Nadie puede asegurar que las elecciones del 28 de julio serán remotamente justas, ni que se respetarán sus resultados si resulta triunfante la oposición. Al ser tan improbable la victoria, es particularmente admirable el esfuerzo heroico de los opositores venezolanos, sobre todo el de María Corina Machado, cuyo liderazgo debe servir de inspiración para todos los latinoamericanos amantes de la libertad y la democracia.
Ante una entrega chavista del poder, seguramente condicionada para proteger a los grandes capos del oficialismo, tendríamos pocos precedentes históricos en la región para imaginar un nuevo futuro en Venezuela. Quizás el caso más pertinente es el del Perú, cuya dictadura revolucionaria entre 1968 y 1975 fue inspiración directa de Hugo Chávez. El general Juan Velasco Alvarado llegó al poder mediante un golpe militar e impulsó una serie de reformas socialistas. Su gobierno nacionalizó a las grandes industrias, expropió millones de hectáreas de tierra agrícola y llevó a la anchoveta peruana al borde de la extinción mediante el manejo ineficiente de la industria pesquera.
En este ambiente de inseguridad jurídica y arbitrariedad política, se produjeron enormes fugas de capitales, se detuvo lo que hasta entonces había sido una sana industrialización, y comenzó el colapso de la sociedad civil.
En 1975, la revolución concluyó con un golpe de estado por parte de los elementos moderados del ejército, pero la transición democrática tendría que esperar cinco años más. Para la década de los años ochenta, se había restablecido la democracia, pero las vulnerabilidades económicas del periodo velasquista permanecían intactas. La miseria se volvió absolutamente generalizada, la inflación alcanzó niveles superiores al 6,000% anual y la debilidad del estado se tradujo en la expansión del terrorismo a casi todo el territorio nacional.

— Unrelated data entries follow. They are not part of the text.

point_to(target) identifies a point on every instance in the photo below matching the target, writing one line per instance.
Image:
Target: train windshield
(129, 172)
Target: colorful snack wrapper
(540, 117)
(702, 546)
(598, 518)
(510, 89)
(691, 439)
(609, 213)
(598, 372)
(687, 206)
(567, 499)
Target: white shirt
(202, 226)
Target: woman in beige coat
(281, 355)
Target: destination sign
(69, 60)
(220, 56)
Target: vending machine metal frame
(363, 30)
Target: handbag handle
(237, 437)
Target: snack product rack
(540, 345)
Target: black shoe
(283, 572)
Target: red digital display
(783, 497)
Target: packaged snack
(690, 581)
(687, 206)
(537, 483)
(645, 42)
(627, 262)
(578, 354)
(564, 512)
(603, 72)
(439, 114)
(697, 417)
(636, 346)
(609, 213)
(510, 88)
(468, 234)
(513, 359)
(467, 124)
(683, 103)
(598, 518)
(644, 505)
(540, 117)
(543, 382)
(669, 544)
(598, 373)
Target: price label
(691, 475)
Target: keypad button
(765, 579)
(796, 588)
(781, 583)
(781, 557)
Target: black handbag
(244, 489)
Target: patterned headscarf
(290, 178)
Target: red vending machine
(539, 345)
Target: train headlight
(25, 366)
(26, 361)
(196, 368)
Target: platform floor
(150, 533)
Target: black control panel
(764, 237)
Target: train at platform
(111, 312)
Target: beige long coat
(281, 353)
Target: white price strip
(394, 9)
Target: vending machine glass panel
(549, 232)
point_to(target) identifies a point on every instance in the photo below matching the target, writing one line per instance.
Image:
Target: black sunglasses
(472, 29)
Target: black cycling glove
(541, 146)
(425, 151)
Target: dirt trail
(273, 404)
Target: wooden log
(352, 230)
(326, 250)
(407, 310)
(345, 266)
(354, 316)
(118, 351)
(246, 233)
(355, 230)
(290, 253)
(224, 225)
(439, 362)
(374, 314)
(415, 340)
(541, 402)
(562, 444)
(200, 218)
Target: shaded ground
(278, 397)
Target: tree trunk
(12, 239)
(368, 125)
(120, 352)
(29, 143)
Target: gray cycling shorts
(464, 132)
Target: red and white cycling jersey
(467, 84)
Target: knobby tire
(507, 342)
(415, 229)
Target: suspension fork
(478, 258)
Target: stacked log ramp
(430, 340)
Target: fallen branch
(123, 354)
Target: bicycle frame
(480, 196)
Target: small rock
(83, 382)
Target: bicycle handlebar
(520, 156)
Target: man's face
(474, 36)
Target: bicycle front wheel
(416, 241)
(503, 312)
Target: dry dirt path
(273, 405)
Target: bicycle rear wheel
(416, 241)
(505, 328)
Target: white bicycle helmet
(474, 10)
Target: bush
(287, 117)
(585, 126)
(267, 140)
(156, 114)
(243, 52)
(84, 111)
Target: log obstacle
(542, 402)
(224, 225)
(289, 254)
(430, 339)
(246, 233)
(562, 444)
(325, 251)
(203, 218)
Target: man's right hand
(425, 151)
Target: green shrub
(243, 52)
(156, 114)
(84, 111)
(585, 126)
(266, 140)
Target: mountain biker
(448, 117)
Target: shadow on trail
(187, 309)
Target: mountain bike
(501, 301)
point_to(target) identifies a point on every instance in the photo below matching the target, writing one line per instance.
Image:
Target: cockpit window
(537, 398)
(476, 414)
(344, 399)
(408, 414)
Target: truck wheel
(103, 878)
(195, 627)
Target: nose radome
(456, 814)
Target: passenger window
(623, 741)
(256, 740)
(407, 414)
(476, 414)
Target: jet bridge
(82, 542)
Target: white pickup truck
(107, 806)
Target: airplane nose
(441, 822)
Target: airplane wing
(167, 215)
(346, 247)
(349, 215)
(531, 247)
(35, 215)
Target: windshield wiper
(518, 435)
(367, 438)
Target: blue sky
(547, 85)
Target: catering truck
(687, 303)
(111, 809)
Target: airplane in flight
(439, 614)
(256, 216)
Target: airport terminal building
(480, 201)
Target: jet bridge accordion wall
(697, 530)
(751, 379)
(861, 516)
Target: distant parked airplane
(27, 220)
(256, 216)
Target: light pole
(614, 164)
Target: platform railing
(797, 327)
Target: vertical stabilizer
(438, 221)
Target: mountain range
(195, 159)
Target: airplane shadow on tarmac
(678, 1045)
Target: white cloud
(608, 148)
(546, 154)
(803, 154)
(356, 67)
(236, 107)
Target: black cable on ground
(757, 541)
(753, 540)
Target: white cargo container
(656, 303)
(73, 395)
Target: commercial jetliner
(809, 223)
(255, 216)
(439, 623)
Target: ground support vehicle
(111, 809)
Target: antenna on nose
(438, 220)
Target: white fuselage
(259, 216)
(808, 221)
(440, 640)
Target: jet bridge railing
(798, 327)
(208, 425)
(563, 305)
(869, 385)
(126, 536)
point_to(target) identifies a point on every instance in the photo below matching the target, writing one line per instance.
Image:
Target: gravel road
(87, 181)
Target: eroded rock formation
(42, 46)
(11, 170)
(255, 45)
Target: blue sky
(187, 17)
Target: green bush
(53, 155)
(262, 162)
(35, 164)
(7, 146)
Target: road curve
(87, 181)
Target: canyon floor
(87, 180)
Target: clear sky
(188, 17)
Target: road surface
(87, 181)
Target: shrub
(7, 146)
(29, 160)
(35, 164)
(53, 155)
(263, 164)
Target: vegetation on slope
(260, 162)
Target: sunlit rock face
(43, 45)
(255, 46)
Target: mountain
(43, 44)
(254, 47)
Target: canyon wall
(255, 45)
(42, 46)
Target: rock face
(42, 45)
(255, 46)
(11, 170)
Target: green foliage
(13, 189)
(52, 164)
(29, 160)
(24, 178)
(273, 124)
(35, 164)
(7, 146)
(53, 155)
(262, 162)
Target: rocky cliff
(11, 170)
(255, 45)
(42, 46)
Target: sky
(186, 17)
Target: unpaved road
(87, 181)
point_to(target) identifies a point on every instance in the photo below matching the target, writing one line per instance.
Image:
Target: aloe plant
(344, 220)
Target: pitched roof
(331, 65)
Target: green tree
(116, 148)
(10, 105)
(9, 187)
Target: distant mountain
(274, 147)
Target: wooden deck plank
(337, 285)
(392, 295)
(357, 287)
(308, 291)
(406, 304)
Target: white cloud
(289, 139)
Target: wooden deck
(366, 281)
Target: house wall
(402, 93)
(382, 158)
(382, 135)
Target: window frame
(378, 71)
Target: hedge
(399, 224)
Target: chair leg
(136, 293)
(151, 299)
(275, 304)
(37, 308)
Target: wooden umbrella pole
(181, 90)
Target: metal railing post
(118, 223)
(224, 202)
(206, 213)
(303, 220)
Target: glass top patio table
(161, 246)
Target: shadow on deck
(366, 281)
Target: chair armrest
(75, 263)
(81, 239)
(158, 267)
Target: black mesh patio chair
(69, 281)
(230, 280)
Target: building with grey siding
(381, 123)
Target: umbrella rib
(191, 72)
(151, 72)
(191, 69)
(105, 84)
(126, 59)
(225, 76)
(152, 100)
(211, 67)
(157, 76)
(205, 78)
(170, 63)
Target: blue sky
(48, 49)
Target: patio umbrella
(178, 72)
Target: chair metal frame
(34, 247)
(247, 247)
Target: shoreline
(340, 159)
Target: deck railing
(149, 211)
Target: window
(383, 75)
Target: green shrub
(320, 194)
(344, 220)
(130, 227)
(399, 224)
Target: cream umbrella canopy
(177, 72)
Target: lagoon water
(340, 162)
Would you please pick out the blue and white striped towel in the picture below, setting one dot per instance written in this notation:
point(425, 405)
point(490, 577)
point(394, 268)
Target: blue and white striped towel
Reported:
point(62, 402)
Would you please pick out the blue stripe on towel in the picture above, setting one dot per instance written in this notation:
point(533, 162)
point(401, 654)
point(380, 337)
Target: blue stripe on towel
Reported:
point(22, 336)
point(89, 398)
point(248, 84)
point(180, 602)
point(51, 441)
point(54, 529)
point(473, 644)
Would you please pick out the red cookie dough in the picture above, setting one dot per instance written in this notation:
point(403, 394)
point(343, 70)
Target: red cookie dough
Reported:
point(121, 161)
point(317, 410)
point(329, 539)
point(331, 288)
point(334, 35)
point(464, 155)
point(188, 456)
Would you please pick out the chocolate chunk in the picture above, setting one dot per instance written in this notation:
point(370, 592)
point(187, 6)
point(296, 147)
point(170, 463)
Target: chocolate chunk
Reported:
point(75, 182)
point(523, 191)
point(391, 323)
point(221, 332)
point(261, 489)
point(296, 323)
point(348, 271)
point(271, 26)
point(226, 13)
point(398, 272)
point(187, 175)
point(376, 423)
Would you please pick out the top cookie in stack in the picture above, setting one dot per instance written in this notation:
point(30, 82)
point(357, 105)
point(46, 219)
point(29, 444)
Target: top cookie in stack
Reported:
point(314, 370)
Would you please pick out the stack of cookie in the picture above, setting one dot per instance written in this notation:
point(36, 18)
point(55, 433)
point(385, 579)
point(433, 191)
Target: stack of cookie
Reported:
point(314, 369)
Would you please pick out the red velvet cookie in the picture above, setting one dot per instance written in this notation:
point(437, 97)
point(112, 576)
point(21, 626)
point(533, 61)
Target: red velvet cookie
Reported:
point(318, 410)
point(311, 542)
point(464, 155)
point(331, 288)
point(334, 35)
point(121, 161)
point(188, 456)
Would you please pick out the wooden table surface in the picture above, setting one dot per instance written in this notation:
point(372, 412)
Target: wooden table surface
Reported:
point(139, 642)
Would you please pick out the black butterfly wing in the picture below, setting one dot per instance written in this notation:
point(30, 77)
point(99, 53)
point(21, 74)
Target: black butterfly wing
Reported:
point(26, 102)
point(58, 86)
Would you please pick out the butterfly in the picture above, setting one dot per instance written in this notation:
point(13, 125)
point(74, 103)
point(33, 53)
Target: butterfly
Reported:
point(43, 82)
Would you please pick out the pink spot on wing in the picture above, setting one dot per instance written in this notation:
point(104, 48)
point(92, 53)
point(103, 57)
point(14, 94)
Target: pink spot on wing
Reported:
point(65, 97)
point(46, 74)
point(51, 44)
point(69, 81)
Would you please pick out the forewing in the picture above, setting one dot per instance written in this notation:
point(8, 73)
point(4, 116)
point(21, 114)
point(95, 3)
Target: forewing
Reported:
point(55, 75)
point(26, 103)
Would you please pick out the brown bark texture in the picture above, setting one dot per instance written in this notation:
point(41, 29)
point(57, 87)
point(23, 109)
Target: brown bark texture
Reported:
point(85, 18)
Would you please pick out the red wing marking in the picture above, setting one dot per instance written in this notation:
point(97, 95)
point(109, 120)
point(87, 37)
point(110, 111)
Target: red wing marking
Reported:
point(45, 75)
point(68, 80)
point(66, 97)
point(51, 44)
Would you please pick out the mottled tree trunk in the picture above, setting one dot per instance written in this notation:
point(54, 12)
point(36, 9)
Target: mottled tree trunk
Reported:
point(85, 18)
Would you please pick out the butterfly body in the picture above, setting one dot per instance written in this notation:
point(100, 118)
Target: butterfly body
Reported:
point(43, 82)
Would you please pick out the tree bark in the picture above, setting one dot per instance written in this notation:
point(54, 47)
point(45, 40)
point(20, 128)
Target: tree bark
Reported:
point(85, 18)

Solo en la primera década del siglo veintiuno, luego de la derrota de Sendero Luminoso y el establecimiento de una economía de libre mercado, podríamos caracterizar al Perú como un país en plena recuperación. Desde el año 2001, todos sus dirigentes han llegado al poder por mecanismos constitucionales, y a partir del año 2002, ha logrado superar sus ingresos per cápita de 1967, el mejor año para la economía peruana previo a la revolución. Persisten grandes deficiencias, como lo son la corrupción, la falta de acceso a servicios básicos, la inestabilidad política y la desconfianza institucional. Aun así, se trata de una democracia que ha progresado enormemente, enterrando el miserable legado velasquista para convertirse, junto a Colombia, en uno de los grandes refugios libres de la diáspora venezolana.
El caso peruano nos enseña que la democratización exitosa es posible incluso cuando parezca improbable. Los venezolanos no están condenados a sufrir la dictadura perpetua que ha atormentado a Cuba, ni al destino de Nicaragua, donde la tiranía revolucionaria perdió el poder en 1990 solo para recobrarlo en el año 2007. Por otro lado, nos enseña que incluso en el mejor de los casos, la multicrisis revolucionaria sólo se solucionará mediante un proceso complejo y doloroso. No solo se deben recuperar las urnas, sino también la institucionalidad económica y la misma estructura de la sociedad.